Friday, March 5, 2010

3/5/10

Both the stock and bond markets improved on Thursday, which was nice to see. Both the initial and continuing jobless claims posted week-over-week drops, causing traders to ratchet their estimates for today’s jobs data downward, and pending home sales dropped. Greece began selling 5 billion Euros of 10-yr debt after promising to reduce Europe's largest budget deficit, which included wage cuts that has prompted more protests. Right now, the futures market is pricing in an 86% chance that the Fed keeps rates somewhere between 0% and .25% through June 23rd, 2010. But a rumor swept the markets yesterday that a very large buyer in 4.5% securities moved mortgages relative to Treasury rates. Supply from lenders (read: locks) has increased lately as rates have crept back down.

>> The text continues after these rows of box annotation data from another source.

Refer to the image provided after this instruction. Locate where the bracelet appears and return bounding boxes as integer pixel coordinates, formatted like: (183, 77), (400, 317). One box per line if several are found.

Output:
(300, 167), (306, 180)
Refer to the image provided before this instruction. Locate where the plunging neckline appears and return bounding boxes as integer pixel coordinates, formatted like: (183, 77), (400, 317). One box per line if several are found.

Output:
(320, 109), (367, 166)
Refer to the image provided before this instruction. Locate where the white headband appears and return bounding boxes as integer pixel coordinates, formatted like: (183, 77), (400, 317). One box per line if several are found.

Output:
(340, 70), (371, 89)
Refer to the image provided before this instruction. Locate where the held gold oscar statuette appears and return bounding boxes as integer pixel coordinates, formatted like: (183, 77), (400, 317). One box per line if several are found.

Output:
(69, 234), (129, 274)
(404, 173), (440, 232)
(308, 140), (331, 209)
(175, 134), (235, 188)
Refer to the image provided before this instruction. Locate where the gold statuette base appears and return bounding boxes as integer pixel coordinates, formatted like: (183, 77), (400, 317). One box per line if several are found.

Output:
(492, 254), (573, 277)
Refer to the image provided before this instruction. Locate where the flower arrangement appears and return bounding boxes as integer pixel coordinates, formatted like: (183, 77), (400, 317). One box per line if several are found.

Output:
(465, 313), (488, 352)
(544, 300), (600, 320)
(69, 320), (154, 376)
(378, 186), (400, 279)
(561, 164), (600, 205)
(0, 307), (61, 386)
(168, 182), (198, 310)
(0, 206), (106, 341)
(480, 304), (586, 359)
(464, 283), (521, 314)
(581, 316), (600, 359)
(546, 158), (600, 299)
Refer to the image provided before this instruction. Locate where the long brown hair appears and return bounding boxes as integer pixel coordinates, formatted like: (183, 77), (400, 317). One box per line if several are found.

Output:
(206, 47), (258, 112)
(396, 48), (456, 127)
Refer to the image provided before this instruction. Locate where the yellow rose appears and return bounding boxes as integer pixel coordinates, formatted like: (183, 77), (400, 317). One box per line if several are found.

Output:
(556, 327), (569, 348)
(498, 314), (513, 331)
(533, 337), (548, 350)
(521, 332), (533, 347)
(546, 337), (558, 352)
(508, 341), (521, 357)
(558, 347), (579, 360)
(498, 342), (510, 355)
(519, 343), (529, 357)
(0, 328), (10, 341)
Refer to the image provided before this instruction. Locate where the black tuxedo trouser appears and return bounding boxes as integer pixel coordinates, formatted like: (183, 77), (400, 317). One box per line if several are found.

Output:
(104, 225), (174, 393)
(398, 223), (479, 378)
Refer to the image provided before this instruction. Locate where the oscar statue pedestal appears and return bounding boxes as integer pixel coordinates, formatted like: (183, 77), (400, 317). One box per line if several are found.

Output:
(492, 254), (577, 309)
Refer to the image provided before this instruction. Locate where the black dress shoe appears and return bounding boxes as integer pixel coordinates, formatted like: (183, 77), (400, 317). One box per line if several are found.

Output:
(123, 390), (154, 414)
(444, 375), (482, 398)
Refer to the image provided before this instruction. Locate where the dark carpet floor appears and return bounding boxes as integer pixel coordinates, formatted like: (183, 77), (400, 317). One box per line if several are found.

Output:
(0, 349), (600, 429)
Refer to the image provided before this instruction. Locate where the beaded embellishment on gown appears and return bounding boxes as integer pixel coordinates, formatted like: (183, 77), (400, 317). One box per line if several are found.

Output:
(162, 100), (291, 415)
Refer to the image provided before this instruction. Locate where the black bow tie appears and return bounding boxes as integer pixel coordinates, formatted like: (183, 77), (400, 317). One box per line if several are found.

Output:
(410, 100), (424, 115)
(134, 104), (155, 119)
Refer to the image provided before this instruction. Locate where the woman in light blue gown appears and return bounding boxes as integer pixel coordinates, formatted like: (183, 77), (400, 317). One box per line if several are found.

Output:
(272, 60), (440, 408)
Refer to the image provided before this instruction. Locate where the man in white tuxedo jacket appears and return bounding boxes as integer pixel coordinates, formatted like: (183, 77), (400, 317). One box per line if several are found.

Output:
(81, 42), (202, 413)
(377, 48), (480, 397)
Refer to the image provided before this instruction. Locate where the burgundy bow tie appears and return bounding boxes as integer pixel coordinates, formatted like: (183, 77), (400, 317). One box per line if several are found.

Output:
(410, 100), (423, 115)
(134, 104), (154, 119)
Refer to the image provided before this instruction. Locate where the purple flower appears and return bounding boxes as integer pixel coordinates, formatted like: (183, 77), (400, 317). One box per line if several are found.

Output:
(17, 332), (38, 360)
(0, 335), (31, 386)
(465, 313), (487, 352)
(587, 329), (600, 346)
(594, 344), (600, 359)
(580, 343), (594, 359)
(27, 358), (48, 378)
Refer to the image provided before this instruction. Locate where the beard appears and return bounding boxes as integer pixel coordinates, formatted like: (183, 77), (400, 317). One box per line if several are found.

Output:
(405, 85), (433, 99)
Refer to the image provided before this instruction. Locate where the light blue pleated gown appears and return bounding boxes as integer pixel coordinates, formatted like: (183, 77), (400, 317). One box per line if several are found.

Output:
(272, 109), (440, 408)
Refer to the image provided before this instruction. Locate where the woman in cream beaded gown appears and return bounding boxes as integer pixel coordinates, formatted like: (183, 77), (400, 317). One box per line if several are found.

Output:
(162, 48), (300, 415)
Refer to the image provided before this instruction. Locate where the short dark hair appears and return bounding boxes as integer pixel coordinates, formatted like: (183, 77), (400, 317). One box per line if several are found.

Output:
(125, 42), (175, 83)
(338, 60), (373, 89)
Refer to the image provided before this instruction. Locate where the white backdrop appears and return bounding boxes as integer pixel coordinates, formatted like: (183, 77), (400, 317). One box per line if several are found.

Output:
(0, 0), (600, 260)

This morning’s news, however, has really moved interest rates initially. Non-Farm Payroll “only” dropped by 36,000, and the unemployment rate held steady at 9.7%. Hourly Earnings were up, and the average workweek was down slightly. Rates shot up on the news, as did the stock markets. Call it a knee-jerk reaction, and sometimes you wonder if the market conveniently forgets that the unemployment rate is still near 10%, but stock market futures did indeed rally on the news, and mortgage prices worsened by upwards of .250 in price.